Ошеломляла разница в поведении людей снаружи и внутри палатки. На улице все их существо, казалось, восставало против самой идеи шоу уродов, и уж, по крайней мере, даже влекомые неудержимым любопытством, они были настроены все-таки отрицательно. Но внутри палатки этих благородных мыслей не было и в помине. Вероятно, это были не истинные убеждения, а всего лишь пустой звук банальности, покровы, под которыми скрывалась дикая человеческая природа. Теперь они задыхались от возбуждения, хихикали и тыкали пальцем в искалеченных людей, за право поглядеть на которых заплатили деньги — как будто те, кто сидел на платформах, были не только уродливы, но и глухи или просто слишком глупы, чтобы понимать оскорбления, которым подвергались. Иные простаки отпускали непристойные шутки. Даже самых приличных из них хватало лишь на то, чтобы не раскрывать рта, но никто и не подумал одернуть своих безмозглых приятелей и велеть им заткнуться. По мне, так «экспонаты» «десяти в одном» требовали к себе такого же уважения, как полотна старых мастеров в музее, — они также проливали свет на смысл жизни, как и картины Рембрандта, Матисса или Ван Гога. Как и шедевры искусства, эти уроды были способны пронять нас до глубины души, напомнить о наших первобытных страхах, вселить в нас смиренную радость, что нас обошла их участь, и дать возможность вылиться ярости, которую нам приходится испытывать при мысли о холодном безразличии этой несовершенной вселенной. Ни одной из этих мыслей я не улавливал в посетителях, хотя, возможно, я был слишком строг к ним. Не пробыв в палатке и пары минут, я понял, что истинными уродами были те, кто заплатил деньги за эту дьявольскую экскурсию.

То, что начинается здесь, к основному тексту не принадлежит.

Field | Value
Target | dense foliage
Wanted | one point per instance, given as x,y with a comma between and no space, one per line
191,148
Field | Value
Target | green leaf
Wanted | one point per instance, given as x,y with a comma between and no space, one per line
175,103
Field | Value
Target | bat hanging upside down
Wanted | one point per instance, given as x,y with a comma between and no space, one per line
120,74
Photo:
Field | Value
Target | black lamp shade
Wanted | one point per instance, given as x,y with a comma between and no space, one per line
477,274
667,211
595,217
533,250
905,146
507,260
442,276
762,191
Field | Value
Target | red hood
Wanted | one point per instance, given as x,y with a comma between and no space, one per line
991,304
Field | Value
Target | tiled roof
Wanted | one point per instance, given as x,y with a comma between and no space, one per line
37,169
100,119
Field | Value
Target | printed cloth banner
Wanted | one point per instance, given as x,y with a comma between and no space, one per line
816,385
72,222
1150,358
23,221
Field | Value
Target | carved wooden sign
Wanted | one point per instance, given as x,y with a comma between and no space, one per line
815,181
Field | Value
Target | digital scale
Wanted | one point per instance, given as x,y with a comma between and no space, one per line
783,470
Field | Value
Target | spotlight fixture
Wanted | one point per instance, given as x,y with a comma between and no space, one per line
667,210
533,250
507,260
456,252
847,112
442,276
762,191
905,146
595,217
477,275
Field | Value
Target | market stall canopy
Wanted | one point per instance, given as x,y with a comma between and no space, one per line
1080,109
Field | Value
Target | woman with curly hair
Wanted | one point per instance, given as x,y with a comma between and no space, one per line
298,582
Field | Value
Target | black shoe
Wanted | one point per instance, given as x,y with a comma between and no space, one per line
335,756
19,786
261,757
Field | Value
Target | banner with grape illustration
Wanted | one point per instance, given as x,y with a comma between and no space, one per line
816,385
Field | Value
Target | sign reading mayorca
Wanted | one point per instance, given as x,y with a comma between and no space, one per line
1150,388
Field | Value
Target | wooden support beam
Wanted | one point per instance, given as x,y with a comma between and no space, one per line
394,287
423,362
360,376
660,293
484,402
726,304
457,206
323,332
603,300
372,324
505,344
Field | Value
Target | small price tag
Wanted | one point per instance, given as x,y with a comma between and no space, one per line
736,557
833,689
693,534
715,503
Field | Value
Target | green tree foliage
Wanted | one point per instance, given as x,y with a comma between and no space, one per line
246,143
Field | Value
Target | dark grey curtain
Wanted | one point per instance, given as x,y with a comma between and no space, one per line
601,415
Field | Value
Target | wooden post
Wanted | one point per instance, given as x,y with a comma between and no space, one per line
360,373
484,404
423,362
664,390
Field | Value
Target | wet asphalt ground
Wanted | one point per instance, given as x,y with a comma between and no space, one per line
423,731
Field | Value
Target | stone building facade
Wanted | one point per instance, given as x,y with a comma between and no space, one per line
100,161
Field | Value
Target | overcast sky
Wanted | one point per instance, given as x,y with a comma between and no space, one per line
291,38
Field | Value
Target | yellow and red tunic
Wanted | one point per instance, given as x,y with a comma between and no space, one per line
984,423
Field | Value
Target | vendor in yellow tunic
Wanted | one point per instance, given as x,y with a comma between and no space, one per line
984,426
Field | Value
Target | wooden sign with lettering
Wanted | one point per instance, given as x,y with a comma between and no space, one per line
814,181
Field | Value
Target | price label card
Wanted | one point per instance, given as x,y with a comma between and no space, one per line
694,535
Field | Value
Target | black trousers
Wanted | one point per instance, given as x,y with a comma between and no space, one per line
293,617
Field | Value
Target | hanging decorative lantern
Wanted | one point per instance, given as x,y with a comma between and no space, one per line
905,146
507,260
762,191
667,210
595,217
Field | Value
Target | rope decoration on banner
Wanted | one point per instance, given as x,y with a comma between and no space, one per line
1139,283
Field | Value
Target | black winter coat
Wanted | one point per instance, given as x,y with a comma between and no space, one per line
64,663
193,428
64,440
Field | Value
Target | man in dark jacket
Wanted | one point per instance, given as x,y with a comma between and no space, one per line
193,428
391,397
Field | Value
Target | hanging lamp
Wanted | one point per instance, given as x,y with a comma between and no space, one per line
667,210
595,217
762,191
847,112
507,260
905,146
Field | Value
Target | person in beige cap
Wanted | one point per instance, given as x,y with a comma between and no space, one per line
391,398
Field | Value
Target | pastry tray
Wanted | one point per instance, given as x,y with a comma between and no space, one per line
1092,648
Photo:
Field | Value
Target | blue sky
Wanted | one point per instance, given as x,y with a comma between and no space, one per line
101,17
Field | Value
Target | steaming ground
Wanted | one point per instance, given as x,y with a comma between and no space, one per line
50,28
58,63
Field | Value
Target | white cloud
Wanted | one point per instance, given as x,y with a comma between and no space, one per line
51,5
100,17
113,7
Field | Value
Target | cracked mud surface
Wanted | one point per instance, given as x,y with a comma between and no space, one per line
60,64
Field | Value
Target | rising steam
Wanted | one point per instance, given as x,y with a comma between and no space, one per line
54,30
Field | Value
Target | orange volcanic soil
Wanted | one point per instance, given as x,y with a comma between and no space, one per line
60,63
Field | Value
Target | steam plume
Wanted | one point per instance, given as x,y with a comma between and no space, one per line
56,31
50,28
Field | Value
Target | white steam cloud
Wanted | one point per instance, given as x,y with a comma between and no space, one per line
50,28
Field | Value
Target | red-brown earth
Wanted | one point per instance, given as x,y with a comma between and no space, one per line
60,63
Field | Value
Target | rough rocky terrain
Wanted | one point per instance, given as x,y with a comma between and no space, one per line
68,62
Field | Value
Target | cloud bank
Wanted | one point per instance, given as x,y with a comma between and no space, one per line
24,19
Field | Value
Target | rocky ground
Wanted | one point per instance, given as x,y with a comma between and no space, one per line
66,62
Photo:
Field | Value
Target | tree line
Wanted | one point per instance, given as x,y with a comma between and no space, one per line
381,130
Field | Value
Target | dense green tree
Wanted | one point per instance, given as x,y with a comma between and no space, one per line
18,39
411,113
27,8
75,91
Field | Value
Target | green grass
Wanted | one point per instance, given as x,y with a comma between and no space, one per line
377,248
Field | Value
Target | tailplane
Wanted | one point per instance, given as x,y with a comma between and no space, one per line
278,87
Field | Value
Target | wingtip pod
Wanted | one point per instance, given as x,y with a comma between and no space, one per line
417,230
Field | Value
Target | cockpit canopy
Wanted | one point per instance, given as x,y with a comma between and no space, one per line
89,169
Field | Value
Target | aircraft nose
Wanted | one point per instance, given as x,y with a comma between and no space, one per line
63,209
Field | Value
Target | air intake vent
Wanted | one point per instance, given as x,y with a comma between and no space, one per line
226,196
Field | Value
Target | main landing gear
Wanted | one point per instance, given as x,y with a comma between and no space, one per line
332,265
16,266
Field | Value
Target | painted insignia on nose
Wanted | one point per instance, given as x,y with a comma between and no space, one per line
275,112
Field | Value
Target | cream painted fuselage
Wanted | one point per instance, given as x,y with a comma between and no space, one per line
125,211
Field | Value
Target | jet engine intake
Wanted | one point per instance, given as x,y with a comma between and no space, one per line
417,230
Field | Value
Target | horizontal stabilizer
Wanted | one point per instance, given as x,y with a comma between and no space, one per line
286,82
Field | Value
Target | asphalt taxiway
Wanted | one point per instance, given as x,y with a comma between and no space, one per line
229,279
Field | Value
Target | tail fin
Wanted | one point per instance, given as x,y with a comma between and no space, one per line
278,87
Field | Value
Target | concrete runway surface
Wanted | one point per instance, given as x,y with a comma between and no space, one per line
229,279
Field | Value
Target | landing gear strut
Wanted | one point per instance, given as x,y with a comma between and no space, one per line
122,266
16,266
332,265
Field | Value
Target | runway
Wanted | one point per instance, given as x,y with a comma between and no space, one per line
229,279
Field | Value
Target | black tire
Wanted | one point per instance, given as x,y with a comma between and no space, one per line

Так или иначе, они получили сполна то, за что платили. В первом загончике сидел без рубашки Четырехрукий Джек, являя взглядам лишнюю пару рук — вялых и скукоженных, но действующих, которые росли по бокам туловища, лишь на пару дюймов пониже и чуть позади нормальных здоровых рук. Две лишние конечности были слегка деформированы, и их немощность была очевидна, и все же он держал в них газету, одной из нормальных рук он в это же время держал стакан с прохладительным напитком, а другой отправлял в рот арахисовые орешки. В следующем загончике обитала Лила — Татуированная Леди, чье уродство было делом ее собственных рук. За ней следовали Филиппо, Ластоногий Мальчик, Мистер Шесть (у него было по шесть пальцев на каждой руке и ноге), Человек-Аллигатор, Роберта, Резиновая Женщина, альбинос, прозывавшийся незатейливо — Призрак, и прочие, выставленные для «наставления и развлечения тех, кто наделен пытливым умом и здоровым интересом к загадкам природы», как говорил зазывала перед входом.
Я медленно шел от загончика к загончику, храня, в числе немногих, молчание. Перед каждым экспонатом я задерживался ровно настолько, чтобы определить, этот или нет был источником психологического магнетизма, чью тягу я почувствовал еще снаружи и которой подчинился.
Я до сих пор ощущал эту тягу...
Я направился в глубь Шоквилля.
Следующий «уродец» пользовался у простаков куда большим вниманием, чем все прочие: мисс Глория Нимз, чей вес составлял 750 фунтов, наверное, самая толстая из всех толстых дам на свете. С последним утверждением я не рискнул бы спорить — и с тем, что касается ее габаритов, и с тем, что она была дамой, — ибо при ее размерах, достойных Гаргантюа, я тем не менее ощущал в ней притягательную утонченность и сдержанный нрав. Она восседала в специально сделанном, очень прочном кресле. Ей, должно быть, было очень трудно вставать, а ходить без посторонней помощи, казалось, она вообще не могла. Даже дышать было для нее непосильным трудом, судя по звуку дыхания. Это была гороподобная женщина в широком гавайском платье. Необъятный живот вздымался сразу под нависающим выступом — грудями, такими огромными, что они, казалось, утратили всякое мыслимое с анатомической точки зрения назначение. Ее руки казались ненастоящими, похожими на комические изваяния рук древней героини, вылепленные из груды веснушчатого сала, а ее многочисленные подбородки свешивались с шеи настолько, что почти касались грудной клетки. Ошеломляло ее круглое луновидное лицо, безмятежное, как лицо Будды, и неожиданно красивое. Под этой расплывшейся маской — словно один фотоснимок наложили на другой — скрывался очаровательный, трогательный облик прекрасной и стройной Глории Нимз.